Abstract
Our goal is to model the joint distribution of a series of contingency tables for which some of the data are partially collapsed (i.e., aggregated in as few as two dimensions). More specifically, the joint distribution of four clinical characteristics in breast cancer patients is estimated. These characteristics include estrogen receptor status (positive/negative), nodal involvement (positive/negative), HER2-neu expression (positive/negative), and stage of disease (I, II, III, IV). The joint distribution of the first three characteristics is estimated conditional on stage of disease and we propose a dynamic model for the conditional probabilities that let them evolve as the stage of disease progresses.

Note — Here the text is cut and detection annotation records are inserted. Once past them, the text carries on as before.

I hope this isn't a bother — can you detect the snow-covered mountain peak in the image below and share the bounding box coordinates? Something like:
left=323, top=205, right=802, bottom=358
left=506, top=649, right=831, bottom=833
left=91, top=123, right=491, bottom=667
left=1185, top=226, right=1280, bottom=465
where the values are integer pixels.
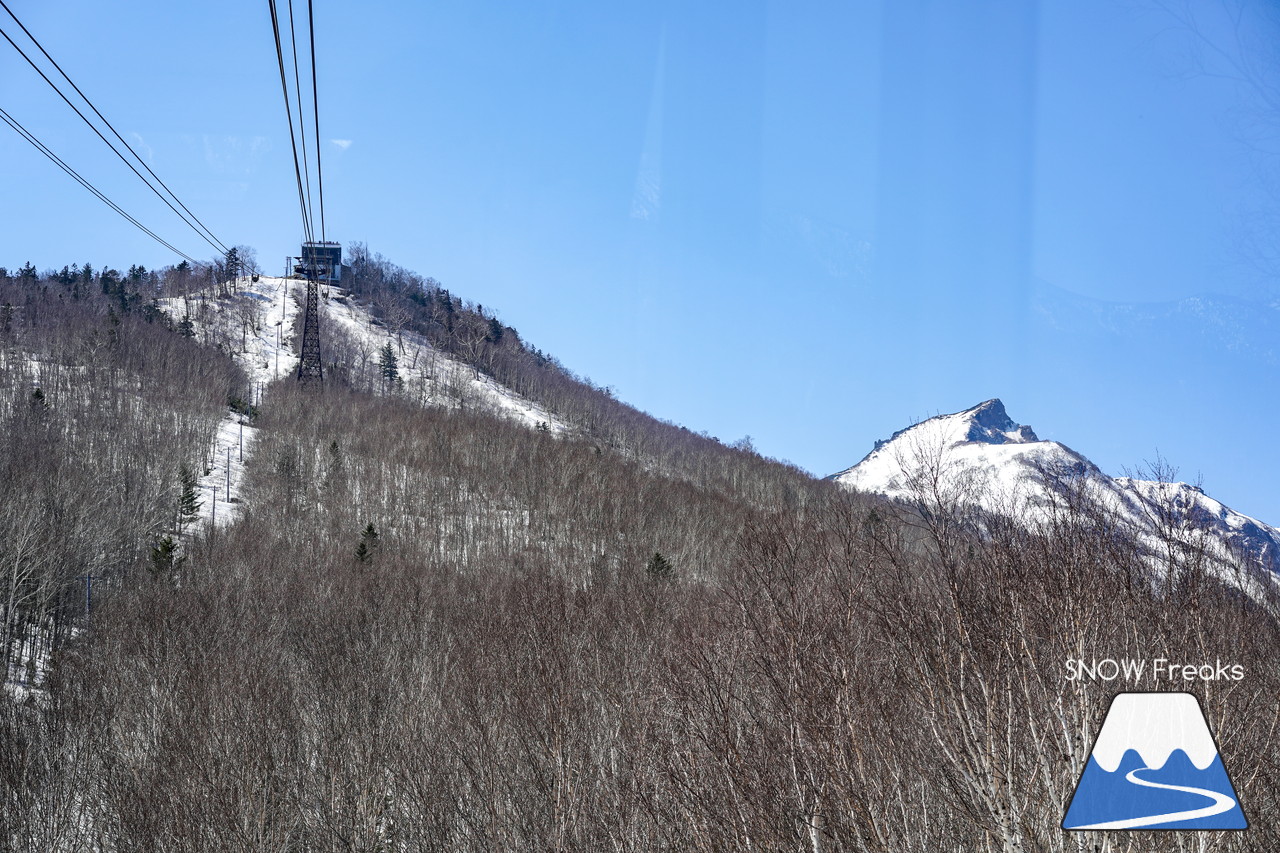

The dynamic model is based on a series of Dirichlet distributions whose parameters are related by a Markov prior structure (called dynamic Dirichlet prior). This model makes use of information across disease stage (known as “borrowing strength” and provides a way of estimating the distribution of patients with particular tumor characteristics. In addition, since some of the data sources are aggregated, a data augmentation technique is proposed to carry out a meta-analysis of the different datasets.
Acknowledgments
Dr. Bekele's work was supported in part by NIH grant 3U01 CA088278. Dr. Nieto-Barajas's work was partially supported by a grant from The Fulbright-García Robles Program. Mr. Munsell's work was supported by NIH contract 1HHSN2612007005. We also thank Shana Palla and Graciela Nogueras-Gonzalez for assistance in data management of the SEER and M.D. Anderson data sets and Dr. Richard Theriault for giving us permission to use the M.D. Anderson data.